- 04 Aug 21
Following a dramatic day, Hot Press understands that the promoters of Ireland’s biggest festival event have decided that they will launch a legal challenge against the decision by Laois County Council that will prevent the festival going ahead this year...
Festival Republic, the organisers of Electric Picnic, are to challenge the decision taken by Laois County Council to refuse a licence for this year’s event, Hot Press understands.
Hopes that this year's festival – currently scheduled for the weekend of 24-26 September – would get the green light at Government level had been rising over the past week. Results from major open-air events in the US, Europe and the UK had shown that events of this kind have little or no effect on Covid infection rates. Now, however, things have got much more complicated indeed.
In a dramatic day, as already revealed on hotpress.com, Laois County Council issued a statement confirming that a licence to run the event in September had been refused.
Laois council, in a statement, said that the decision was based on the current guidelines in relation to major outdoor events, and on the latest advice available from the HSE. However, that logic is unlikely to go down well with the hundreds of artists and bands who would have played what is Ireland’s biggest music and arts festival.
“This was a very difficult decision for Council to make and I’m sure it will be disappointing to thousands of music fans and the live music industry,” Laois Fine Gael Cllr Conor Bergin told RTÉ. “However, in the current climate it’s the lack of certainty over Covid. We’d all love to see it go ahead but with no certainty, it’s very hard.”
Last week we exclusively revealed that MCD and Festival Republic had written to the Taoiseach Micheál Martin; Tánaiste Leo Varadkar; Minister for Tourism, Culture, Arts, Gaeltacht, Sport and Media, Catherine Martin; and other government ministers and advisers outlining why the Electric Picnic should be allowed to go ahead from September 24-26 as a full 70,000-capacity event, but with enhanced Covid safety measures.
The letter, signed by Justin Green of Wide Awake Communications, said that the proposed measures “would resemble the regulations applicable to indoor hospitality, the rules governing international travel and the protocols implemented at live events currently underway throughout Europe, within the UK and the USA.”
They would include but not be limited to the following:
1. No restriction for those fully vaccinated 14 days prior to show date.
2. Testing for those who have had single vaccination.
3. No entry to those who are not vaccinated.
4. Registration for Department of Health contact tracing.
5. Event Management Plan implementing extensive health and safety requirements.
“Given our unique position as international promoters currently staging ‘living with Covid’ live events worldwide (Lollapalooza USA, Latitude UK etc.), we have gained first-hand knowledge and experience in safely running many large scale Covid pilot events and festivals,” Festival Republic and MCD said in the letter. “In doing so, we have implemented robust protocols which reflect both best international practice, whilst also incorporating any lessons-learned as we move forward with our events.

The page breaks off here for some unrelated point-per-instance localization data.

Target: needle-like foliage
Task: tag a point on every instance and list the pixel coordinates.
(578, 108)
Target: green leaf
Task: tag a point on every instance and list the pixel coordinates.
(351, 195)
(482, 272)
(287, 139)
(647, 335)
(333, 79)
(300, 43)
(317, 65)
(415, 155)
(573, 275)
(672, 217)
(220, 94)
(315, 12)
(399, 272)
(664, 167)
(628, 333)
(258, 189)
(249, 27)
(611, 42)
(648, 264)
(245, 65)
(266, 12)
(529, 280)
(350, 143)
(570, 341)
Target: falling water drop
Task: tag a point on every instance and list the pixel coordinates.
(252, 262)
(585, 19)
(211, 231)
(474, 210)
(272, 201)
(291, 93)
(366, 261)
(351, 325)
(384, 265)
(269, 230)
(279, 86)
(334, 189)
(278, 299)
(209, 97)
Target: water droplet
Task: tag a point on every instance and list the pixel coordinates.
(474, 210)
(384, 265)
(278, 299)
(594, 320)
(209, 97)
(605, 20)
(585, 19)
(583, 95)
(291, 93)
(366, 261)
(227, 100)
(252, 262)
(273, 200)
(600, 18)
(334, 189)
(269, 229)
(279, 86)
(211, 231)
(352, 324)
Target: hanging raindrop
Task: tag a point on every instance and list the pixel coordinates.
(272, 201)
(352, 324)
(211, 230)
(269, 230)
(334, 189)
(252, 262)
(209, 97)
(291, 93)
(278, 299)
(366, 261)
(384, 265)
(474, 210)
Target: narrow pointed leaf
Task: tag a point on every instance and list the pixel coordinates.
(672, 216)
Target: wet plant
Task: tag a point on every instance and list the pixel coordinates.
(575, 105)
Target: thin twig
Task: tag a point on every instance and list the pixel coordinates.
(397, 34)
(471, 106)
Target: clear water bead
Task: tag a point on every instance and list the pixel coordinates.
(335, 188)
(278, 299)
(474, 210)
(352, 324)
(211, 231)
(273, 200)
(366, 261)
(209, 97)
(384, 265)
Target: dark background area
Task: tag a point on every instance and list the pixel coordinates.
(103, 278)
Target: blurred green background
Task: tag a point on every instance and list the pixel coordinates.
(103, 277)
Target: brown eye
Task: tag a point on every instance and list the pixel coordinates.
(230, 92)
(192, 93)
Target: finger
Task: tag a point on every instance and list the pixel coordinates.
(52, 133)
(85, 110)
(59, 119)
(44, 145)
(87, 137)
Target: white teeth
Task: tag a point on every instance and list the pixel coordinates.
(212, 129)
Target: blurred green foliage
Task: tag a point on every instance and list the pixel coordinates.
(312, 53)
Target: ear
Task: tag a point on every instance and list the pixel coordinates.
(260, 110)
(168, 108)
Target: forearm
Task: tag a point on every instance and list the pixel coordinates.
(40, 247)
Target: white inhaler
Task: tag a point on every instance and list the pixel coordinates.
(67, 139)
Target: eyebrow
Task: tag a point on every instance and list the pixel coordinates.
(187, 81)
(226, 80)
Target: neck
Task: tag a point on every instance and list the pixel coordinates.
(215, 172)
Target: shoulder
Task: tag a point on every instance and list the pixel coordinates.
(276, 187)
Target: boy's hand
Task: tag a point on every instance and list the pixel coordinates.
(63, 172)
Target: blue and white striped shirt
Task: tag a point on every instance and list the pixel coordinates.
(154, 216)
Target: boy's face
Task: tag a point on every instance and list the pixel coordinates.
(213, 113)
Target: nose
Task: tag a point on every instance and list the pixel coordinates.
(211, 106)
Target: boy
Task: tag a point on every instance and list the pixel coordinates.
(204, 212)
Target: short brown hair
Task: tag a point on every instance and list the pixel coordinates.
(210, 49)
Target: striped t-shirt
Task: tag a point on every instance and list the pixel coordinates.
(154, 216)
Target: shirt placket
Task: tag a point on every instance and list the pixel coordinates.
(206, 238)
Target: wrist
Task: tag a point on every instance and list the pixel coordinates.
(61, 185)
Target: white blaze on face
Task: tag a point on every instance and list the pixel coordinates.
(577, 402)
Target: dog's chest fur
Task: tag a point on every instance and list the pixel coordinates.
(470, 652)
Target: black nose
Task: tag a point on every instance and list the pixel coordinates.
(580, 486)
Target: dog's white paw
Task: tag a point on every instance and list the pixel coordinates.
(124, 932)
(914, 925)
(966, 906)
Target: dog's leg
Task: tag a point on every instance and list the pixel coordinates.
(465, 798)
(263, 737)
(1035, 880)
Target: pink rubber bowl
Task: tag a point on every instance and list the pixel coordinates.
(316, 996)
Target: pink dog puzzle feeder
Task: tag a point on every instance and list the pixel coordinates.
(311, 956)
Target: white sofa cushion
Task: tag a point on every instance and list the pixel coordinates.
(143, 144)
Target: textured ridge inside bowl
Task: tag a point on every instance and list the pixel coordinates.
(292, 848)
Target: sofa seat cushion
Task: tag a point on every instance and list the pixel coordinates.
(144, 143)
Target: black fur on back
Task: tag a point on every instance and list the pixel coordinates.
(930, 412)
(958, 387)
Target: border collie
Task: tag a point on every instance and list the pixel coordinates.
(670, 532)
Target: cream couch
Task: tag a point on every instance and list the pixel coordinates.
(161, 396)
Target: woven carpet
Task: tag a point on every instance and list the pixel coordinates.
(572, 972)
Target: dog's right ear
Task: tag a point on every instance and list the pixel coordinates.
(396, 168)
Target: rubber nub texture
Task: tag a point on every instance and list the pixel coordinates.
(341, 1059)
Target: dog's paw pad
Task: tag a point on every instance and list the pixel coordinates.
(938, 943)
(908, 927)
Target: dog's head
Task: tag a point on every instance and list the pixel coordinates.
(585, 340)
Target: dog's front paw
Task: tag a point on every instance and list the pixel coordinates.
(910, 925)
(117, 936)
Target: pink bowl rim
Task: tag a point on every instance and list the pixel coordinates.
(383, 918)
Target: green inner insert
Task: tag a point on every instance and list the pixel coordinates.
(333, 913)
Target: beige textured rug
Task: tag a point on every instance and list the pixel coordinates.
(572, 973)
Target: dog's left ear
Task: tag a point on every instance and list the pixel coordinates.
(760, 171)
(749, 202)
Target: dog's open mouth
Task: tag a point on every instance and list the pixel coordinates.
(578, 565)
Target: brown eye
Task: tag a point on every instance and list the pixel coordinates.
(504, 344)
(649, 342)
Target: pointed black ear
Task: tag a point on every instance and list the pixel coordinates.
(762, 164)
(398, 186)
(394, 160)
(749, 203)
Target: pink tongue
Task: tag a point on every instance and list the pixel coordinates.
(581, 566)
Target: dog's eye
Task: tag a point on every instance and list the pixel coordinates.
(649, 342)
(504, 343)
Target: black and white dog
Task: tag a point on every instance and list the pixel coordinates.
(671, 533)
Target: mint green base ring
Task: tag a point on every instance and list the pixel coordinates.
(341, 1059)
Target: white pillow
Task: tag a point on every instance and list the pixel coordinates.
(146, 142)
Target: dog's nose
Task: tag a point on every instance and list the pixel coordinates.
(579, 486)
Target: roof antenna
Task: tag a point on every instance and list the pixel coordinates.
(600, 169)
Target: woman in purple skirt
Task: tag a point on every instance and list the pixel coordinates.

“We believe this is now an opportune time to progress to the next stage in the reopening of the Irish live entertainment events sector, having been currently mandated to close now for over 500 days,” they continue. “Last week, the British Grand Prix took place with an attendance of 140,000 spectators 70% of whom camped for three days. This weekend, various UK festivals will take place with full pre-pandemic capacity in attendance. Northern Ireland is planning to reopen with Belfast’s Belsonic and Custom House Square events scheduled to take place from late August onwards.”
They pointed to “the Government’s enormous success in the vaccination roll-out programme, which plans to have 2.9 million people fully vaccinated and 400,000 with first-dose vaccine in the Republic by the 10th of September” as another huge positive to be acknowledged.
The call came in the wake of a strong statement from Minister Martin, which emphasised how important it is now, to get the live music industry fully back up and running.
Hot Press reporters were at one of the UK festivals referred to, Latitude, which successfully ran with 40,000 people in attendance.
A subsequent MCD and Festival Republic statement has drawn attention to the 40,000 allowed to attend GAA matches in Croke Park and Scotland lifting restrictions in time for the TRNSMIT festival to go ahead from September 10-12.
“There is a real need for the Government to grasp the nettle,” I offered in that earlier news story. “The entire music industry has been hit in a completely disproportionate way by the restrictions imposed since the first lockdown began in March 2020. Every indication is that there is a real willingness within the Department of Tourism, Culture, Arts, Gaeltacht, Sport and Media, and on the part of the Minister Catherine Martin, to press ahead in a positive spirit and to make events happen.
“The whole Cabinet needs to buy into that spirit. But that will require Micheál Martin to take a personal interest, and deal directly with whatever obstacles might still be in place. I would urge him to do that before it is too late for this year’s event and to enable Electric Picnic 2021 to happen.”
Now, however, it seems that Laois County Council have thrown the ultimate spanner in the works. Whether there’s a mechanism through which the Picnic can still go ahead remains to be seen, but one thing is certain – if the festival doesn’t go ahead, it will be another huge body blow for one of the industries hardest hit by Covid.